And again, the issue is WHY NOT...I know they don't now...but it would seem like the next logical step. We've address the liability...just slow the car down, we've address the commercial aspects...you are being tracked everywhere you go with Onstar in the car...so who cares...slowing the vehicle down would not be as bad as shutting it off if thats what so many are worried about...so it would seem to be technically feasible, legally practical, and safer all around for all parties concerned.



ghostrider @ Fri 01 Oct said:


> SOT II
> 
> My point is they will not disable the car for you. Onstar has many ways of pulling up a vehicle record to iniatiate a track of a reported stolen vehicle as requested by LE in efforts to recover it, Once they locate it they will inform LE of its location, assuming it is not in a garage or a shiiping container headed to South America.
> 
> ...


----------



## ghostrider (May 29, 2003)

SOT II

Good Luck with your theory. You obviously do not see the Why not reasons. 

Additionally, if you think that Onstar is tracking you, you have no idea on how the system works or what it's capabilities are.


----------



## SOT (Jul 30, 2004)

Please it has location service built in, press the button it knows where you are. Make a call it knows where you are, airbags deploy, it knows where you are, report the car stolen it knows where it is...

So yeah it knows where you are, just as digital phone GPS and older analog "trakker" triangulation knows where you are. So big secret, GSM in call (with vin and account number as identifiers) and GPS in non call mode.

And again if it's a service and "privacy" issue that's one thing, but the safety issue is a non starter. The real problem is Chet just wasn't that creative, the focus of the product was to make it in car AOL when it could have a much broader safety impact. 
IBM's product can do it, can do it safely... Vonage can do it, heck ven TriaGnoSys GmbH has a product that will do it.

So don't tell me the technology doesn't exist, if the parent company GM doesn't want to play because they are banking on this junior telematics system turning into in car AOL..well that would be a "real" reason...not that it can't be done and can't be done safely.
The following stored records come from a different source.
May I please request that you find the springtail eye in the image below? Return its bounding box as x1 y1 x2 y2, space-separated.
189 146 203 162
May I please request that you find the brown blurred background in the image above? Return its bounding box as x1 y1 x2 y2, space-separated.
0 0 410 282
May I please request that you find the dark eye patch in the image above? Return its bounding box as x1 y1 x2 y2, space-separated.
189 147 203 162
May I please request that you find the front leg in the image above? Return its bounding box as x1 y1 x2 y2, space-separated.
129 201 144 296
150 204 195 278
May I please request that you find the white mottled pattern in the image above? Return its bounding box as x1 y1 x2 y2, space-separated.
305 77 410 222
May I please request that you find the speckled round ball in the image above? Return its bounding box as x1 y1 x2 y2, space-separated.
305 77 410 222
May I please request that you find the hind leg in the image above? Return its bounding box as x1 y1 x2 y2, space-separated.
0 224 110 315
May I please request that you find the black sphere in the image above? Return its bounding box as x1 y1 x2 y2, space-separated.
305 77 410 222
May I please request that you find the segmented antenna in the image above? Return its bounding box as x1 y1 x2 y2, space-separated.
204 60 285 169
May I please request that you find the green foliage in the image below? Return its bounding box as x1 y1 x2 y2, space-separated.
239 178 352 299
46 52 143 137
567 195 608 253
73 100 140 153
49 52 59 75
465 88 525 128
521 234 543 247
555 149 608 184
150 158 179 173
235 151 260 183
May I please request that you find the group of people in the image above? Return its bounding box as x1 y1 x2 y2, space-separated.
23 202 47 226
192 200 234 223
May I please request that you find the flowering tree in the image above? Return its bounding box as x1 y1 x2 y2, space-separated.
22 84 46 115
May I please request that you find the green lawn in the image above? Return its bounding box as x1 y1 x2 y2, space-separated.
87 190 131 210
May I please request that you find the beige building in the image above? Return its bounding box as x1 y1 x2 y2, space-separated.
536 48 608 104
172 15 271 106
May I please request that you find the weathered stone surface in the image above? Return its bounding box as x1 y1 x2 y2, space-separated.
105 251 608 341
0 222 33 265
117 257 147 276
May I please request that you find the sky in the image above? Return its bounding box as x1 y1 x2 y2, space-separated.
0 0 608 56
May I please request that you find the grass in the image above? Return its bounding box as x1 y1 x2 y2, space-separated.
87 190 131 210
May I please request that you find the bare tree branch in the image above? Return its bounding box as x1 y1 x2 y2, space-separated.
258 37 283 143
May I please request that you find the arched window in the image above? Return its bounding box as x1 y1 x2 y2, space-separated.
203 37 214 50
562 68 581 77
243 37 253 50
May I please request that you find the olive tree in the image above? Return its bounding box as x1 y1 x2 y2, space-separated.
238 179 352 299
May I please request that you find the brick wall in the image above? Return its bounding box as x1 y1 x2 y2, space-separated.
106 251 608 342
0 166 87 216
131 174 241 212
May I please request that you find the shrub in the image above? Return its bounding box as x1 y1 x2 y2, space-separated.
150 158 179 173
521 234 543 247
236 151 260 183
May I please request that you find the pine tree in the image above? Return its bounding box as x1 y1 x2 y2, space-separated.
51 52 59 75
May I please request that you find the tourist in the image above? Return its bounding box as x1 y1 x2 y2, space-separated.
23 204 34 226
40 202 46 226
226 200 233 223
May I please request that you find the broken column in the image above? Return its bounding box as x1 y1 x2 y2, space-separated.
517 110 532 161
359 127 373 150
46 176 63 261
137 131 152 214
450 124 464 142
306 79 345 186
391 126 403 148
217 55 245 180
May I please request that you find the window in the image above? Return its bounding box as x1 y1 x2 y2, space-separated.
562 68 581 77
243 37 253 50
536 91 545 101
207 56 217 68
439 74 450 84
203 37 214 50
ghostrider @ Fri 01 Oct said:


> SOT II
> 
> Good Luck with your theory. You obviously do not see the Why not reasons.
> 
> Additionally, if you think that Onstar is tracking you, you have no idea on how the system works or what it's capabilities are.


----------



## bosoxmanny (Sep 29, 2004)

Here guys here's a program thats been working great in my area that started in Arlington and has worked its way all over VA.

http://www.washingtonpost.com/ac2/w...ode=&contentId=A62681-2002Apr16&notFound=true


----------



## SOT (Jul 30, 2004)

A company called S3 makes the exact same system for TANKER trucks and has used it to stop gas tankers in CA and AZ...I guess a tanker truck full of gas is less dangerous than a car...right...
Good find manny.



bosoxmanny @ Fri 01 Oct said:


> Here guys here's a program thats been working great in my area that started in Arlington and has worked its way all over VA.
> 
> http://www.washingtonpost.com/ac2/w...ode=&contentId=A62681-2002Apr16&notFound=true


----------



## ghostrider (May 29, 2003)

These systems have been in use in Canada for several years. Different application and differrnt BIZ model from Onstar is after at this stage.


----------